Socially responsible investment policies among UK pension schemes are being side-stepped, according to Henderson Global Investors.
And it claims action taken by pension schemes in response to government legislation – which requires them to set out their investment principles on social and environmental issues – was minimal.
HGI’s director of institutional marketing and a leading SRI expert, Mike Shaw, said: “I am not aware of a private sector pension fund that has an SRI mandate.
“Pension schemes use forms of words for their statement principles to say that the responsibility for SRI issues is taken by the fund managers.”
He added: “There are various ways of saying that.
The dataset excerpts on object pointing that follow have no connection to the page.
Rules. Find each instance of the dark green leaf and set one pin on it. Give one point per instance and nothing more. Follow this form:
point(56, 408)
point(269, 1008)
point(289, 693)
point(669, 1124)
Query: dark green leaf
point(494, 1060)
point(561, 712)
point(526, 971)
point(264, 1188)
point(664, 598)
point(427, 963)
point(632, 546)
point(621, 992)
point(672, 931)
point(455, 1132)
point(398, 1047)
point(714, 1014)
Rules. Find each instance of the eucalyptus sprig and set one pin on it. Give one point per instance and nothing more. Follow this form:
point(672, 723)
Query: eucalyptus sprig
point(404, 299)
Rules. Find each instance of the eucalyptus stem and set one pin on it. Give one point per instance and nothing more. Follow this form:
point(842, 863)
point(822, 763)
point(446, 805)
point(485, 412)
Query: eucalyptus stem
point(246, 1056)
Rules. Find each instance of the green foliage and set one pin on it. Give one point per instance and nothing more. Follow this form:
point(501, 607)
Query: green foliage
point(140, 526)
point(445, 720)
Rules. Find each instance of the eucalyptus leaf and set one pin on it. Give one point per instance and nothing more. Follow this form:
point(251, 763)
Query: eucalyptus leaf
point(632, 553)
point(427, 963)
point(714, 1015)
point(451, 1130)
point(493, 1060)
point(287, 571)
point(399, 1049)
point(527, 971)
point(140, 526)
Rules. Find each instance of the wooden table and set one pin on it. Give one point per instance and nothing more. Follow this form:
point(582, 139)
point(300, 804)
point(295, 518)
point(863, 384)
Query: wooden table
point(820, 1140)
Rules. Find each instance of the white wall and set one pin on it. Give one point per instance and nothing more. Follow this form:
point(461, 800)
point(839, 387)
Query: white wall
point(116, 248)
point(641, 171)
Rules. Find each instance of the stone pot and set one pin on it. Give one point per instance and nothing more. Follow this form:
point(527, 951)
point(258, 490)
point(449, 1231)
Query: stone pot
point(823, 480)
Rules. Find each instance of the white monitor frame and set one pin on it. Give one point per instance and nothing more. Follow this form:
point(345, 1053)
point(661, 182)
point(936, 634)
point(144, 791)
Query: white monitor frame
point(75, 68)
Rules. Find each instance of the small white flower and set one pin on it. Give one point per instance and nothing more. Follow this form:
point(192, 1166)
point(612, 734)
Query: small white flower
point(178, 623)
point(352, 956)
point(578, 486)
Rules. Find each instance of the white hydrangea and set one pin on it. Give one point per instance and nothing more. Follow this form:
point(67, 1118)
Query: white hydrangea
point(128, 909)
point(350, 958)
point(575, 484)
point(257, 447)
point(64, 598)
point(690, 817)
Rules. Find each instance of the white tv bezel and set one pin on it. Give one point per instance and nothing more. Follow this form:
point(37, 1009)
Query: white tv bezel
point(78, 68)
From saying ‘We just delegate it to the fund manager’ to ‘We think SRI is an important part of a successful companies business operations and we expect fund managers to take due note of that what they are investing’.”
He said schemes’ resistance to SRI funds came despite strong performance in industry measurement benchmarks and argued that there was a misconceived belief among some schemes that SRI funds are “over-exclusive” in their choice of investments.
Standard Life Investments investment director Amanda Forsyth disagreed and said: “Pension trustees are leaving SRI up to the fund manager, but why shouldn’t they? It is very hard for pension fund trustees to say anything other than we take a positive approach to SRI. They would not really be able to exclude many companies from their investment universe because it would set them up with an unacceptable amount of investment risk.”
Forsyth confirmed that there had been interest in Standard Life’s ethical fund from “several” private schemes but could not confirm them as negotiations were still under way.